As expected, the Southeastern Conference institutions approved a rules change on Friday that would allow graduate transfers — players in all sports who have earned a degree but have remaining athletic eligibility — to move from one SEC school to another without having to sit out for a year in residence.

Greg Sankey, the SEC Commissioner, said at the conclusions of the league’s annual meetings in Destin, Florida, that the proposal offered by the University of Georgia had passed by a “super-majority” by accumulating more than eight votes, although he did not identify which schools had voted for the legislation.

The SEC rationale, per league release, was that the new rule is “intended to codify an exception for intra-conference graduate transfers consistent with recently approved waivers.”

The rule could eventually impact Alabama football graduate Brandon Kennedy. The offensive lineman, who received his degree from Alabama last month, has requested a release from Alabama, which granted the request but listed several schools — the other SEC members and the nonconference schools on the 2018 UA football schedule — to which it would not release Kennedy for immediate eligibility. Kennedy, who reportedly would like to transfer to Auburn or Tennessee, appealed that decision to UA but the appeal was denied.

Alabama had no immediate comment on the vote or on Kennedy’s status, per a school spokesperson.

UA may withhold any decision or comment on Kennedy’s status until mid-June.
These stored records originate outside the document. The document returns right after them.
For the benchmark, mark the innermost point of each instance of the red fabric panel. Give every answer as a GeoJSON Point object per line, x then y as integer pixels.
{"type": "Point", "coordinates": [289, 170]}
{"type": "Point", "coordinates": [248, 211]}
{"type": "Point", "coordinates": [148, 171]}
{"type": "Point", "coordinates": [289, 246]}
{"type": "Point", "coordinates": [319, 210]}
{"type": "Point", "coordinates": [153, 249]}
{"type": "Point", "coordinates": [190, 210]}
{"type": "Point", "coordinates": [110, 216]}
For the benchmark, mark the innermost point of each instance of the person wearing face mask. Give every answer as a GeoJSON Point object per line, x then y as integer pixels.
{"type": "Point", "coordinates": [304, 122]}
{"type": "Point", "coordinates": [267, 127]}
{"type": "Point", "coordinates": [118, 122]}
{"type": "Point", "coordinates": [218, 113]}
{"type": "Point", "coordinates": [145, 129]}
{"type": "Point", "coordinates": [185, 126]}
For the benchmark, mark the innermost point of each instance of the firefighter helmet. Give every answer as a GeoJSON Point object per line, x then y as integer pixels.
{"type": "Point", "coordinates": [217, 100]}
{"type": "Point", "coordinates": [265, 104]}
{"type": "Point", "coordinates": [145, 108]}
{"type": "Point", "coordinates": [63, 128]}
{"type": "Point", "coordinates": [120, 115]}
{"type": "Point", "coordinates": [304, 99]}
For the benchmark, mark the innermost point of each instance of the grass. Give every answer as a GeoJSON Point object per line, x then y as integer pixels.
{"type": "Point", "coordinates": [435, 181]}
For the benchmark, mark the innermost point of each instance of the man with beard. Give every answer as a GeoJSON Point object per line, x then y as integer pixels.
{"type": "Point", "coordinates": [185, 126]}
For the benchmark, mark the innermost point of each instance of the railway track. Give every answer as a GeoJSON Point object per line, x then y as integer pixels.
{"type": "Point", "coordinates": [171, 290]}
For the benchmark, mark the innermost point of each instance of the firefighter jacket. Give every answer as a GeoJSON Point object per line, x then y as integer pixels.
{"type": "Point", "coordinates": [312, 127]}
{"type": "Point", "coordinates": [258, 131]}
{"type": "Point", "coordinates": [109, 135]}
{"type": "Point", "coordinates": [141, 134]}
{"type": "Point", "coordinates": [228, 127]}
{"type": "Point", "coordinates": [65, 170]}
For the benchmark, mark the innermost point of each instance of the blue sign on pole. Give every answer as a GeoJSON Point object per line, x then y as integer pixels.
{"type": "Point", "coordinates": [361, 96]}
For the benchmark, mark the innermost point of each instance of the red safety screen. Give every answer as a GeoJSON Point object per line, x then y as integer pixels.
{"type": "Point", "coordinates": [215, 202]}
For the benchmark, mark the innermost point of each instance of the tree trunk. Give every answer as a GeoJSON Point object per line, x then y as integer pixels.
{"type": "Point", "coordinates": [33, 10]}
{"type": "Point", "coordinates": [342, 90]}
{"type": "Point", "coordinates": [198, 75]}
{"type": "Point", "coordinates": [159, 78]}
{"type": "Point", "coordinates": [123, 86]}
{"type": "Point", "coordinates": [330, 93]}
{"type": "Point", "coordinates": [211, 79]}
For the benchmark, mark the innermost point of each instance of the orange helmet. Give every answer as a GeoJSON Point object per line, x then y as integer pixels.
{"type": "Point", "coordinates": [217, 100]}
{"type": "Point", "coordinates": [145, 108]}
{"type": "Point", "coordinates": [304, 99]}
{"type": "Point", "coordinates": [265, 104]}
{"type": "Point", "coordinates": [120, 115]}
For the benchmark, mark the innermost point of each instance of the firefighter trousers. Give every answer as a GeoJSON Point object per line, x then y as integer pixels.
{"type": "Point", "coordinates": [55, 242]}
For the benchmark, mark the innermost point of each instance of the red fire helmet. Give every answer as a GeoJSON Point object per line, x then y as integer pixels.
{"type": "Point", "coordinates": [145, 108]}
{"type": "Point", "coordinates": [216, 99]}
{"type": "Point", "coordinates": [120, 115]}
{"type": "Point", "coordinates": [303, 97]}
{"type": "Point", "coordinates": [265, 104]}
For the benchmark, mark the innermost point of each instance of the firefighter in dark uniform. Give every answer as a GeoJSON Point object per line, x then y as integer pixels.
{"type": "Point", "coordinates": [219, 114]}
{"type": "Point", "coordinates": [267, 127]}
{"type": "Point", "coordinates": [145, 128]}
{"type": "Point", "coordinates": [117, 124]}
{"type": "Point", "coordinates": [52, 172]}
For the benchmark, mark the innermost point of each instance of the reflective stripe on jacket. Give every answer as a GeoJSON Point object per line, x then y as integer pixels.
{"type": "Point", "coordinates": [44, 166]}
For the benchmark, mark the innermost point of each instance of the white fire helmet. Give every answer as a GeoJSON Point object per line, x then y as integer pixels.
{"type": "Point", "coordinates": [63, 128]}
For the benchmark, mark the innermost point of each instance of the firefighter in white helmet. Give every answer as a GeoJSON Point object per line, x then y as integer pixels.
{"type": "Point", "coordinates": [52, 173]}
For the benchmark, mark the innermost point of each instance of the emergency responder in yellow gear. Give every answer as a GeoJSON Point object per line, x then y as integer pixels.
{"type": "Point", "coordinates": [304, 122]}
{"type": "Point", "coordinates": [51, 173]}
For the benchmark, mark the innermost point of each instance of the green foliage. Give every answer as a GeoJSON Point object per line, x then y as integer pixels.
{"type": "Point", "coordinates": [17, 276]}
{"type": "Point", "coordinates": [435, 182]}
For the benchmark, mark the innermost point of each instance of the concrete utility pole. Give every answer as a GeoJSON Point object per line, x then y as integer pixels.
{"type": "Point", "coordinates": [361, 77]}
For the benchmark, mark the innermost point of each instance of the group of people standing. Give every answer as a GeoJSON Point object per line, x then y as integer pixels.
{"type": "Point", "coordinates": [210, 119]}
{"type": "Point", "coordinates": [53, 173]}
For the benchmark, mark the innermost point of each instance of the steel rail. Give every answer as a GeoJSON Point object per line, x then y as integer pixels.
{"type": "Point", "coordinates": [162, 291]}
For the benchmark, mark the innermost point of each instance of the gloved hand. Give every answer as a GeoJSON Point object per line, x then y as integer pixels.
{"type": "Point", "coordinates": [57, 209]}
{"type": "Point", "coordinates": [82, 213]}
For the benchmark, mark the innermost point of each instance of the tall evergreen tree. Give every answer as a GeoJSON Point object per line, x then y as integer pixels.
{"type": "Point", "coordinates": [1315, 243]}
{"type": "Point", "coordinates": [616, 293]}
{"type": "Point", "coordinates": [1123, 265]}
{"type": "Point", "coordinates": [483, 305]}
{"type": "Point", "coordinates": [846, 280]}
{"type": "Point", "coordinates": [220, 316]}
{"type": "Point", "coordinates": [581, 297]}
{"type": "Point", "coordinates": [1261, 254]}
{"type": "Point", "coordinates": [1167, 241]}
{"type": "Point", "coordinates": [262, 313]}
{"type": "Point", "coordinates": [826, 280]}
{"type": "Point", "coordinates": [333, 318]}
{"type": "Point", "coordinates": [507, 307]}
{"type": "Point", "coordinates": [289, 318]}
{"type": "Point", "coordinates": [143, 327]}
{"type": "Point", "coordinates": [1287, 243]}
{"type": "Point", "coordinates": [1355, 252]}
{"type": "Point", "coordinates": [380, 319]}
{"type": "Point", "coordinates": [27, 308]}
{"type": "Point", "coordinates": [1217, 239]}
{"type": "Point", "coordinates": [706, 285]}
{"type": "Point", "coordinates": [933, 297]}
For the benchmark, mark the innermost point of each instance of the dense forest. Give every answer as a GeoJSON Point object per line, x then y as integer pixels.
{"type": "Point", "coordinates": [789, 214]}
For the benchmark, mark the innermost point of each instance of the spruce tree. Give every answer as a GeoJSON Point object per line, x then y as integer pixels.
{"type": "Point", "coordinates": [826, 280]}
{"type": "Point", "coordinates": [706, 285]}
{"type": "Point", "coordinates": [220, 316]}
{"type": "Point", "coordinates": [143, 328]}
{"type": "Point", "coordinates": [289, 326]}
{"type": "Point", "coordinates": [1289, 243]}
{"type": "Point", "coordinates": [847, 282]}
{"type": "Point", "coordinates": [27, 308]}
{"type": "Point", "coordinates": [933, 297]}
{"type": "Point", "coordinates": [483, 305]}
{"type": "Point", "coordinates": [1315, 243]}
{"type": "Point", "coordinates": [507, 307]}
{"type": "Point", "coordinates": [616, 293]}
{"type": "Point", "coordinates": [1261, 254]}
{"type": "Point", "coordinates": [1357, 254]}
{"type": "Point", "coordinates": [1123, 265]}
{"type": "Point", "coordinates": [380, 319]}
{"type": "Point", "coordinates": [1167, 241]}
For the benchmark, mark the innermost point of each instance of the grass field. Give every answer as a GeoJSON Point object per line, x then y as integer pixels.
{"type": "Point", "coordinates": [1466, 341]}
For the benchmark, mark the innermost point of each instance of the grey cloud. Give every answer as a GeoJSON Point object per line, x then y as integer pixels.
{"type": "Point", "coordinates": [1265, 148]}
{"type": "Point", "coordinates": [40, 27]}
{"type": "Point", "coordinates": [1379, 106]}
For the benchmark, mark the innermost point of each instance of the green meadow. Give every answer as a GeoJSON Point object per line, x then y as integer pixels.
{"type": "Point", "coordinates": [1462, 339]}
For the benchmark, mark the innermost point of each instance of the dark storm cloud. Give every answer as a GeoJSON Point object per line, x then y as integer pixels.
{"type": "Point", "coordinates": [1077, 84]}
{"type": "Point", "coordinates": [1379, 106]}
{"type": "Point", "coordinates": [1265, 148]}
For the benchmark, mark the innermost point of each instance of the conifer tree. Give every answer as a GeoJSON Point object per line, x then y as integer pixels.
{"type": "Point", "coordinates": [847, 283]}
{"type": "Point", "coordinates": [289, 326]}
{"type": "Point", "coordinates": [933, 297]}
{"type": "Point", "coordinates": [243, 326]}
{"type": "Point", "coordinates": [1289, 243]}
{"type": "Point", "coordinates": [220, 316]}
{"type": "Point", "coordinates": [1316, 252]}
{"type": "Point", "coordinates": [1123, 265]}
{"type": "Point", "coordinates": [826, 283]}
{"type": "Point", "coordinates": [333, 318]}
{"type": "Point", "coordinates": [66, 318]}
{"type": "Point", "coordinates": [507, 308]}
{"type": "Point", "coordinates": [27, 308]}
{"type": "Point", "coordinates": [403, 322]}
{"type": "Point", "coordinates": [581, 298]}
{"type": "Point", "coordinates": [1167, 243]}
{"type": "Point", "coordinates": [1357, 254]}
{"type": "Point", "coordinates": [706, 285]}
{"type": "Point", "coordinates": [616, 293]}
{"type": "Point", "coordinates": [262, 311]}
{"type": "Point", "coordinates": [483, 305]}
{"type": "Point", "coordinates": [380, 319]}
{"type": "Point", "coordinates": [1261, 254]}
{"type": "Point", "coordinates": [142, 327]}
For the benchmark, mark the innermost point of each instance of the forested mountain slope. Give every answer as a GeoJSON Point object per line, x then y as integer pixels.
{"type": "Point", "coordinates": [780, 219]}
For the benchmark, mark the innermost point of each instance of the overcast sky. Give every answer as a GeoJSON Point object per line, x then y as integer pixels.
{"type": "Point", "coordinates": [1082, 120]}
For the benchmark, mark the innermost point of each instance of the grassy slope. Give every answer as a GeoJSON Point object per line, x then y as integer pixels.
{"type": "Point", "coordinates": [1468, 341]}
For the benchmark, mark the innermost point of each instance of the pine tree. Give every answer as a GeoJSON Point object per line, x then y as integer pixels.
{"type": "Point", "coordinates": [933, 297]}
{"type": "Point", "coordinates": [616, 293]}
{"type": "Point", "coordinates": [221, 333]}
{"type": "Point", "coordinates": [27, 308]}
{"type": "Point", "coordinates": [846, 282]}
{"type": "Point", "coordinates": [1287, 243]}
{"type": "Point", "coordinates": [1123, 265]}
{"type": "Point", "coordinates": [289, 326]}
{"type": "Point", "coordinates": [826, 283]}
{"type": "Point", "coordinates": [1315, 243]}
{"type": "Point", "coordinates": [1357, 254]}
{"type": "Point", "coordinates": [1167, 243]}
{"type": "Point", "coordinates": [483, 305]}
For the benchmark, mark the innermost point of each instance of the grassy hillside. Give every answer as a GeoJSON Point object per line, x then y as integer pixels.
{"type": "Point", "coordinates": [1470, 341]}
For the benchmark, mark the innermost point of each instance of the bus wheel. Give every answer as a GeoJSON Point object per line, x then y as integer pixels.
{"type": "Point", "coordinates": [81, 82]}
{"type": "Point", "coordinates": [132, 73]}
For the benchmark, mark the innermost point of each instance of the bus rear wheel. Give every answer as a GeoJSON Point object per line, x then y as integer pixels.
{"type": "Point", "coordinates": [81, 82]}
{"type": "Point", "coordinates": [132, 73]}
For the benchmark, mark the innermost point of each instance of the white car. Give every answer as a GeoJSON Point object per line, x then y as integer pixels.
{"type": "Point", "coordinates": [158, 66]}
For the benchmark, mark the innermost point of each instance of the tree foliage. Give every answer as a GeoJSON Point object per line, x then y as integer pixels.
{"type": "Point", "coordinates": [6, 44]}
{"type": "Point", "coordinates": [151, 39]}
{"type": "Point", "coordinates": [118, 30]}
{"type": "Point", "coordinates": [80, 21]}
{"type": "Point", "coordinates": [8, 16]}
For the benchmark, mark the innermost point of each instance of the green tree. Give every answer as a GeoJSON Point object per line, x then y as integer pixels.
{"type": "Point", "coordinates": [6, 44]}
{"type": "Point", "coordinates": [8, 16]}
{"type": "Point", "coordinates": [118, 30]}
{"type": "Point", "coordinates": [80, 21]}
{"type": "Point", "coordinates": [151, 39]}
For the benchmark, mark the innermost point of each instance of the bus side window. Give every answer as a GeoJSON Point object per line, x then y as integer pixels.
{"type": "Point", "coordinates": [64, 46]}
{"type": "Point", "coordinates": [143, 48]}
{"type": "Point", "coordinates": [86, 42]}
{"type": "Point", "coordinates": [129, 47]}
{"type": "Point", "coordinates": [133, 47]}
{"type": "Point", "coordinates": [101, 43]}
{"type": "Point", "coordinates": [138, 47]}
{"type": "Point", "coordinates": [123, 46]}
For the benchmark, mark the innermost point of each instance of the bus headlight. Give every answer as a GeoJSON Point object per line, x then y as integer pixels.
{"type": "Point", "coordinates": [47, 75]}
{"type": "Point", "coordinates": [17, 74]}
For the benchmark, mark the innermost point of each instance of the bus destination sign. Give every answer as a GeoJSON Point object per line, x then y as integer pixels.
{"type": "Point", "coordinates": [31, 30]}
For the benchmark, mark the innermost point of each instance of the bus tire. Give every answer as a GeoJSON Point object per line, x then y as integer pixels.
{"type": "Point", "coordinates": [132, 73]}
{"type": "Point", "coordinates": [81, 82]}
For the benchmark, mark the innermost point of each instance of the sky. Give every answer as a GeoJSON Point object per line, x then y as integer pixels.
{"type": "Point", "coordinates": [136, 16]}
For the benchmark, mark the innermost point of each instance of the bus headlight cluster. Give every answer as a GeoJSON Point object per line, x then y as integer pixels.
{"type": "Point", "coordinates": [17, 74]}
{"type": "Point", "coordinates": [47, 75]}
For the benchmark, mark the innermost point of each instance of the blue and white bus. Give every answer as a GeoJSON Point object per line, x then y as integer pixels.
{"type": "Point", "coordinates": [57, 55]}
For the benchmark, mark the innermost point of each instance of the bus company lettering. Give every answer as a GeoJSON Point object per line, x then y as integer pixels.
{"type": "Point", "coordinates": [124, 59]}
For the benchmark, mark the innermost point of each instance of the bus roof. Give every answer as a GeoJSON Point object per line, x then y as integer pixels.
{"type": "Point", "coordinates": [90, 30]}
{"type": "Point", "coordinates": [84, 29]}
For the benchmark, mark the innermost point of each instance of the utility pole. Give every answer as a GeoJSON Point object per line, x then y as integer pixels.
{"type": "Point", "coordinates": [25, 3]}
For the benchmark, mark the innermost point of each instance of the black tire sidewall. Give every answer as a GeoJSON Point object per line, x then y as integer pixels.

The NCAA’s transfer working group is scheduled to meet in Indianapolis on June 11, where it is expected to present and approve a proposal to “end the practice of schools and coaches blocking an athlete from transferring or dictating where an athlete can go.”Alabama might want to see whether the proposal passes, and the effective date for its implementation, which could be as late as October.

Earlier in the week, Alabama head coach Nick Saban had indicated he wanted “clarity” from the league office, but did not indicate whether he would release Kennedy regardless of any legislative move by the SEC. Saban was against the proposal on the grounds that it would bring “free agency” to the SEC (like most coaches, Saban was more adamantly against the free transfer of all players, graduates or not, which was not part of this year’s proposal) even though he said that “we are probably one of the teams that would benefit.”

In other action taken, the league expanded an existing bylaw involving serious misconduct — defined by the league as “sexual assault, domestic violence, other forms of sexual violence, dating violence or stalking, or conduct of a nature that creates serious concern about the safety of others” — to include prospective student-athletes still in high school or junior college.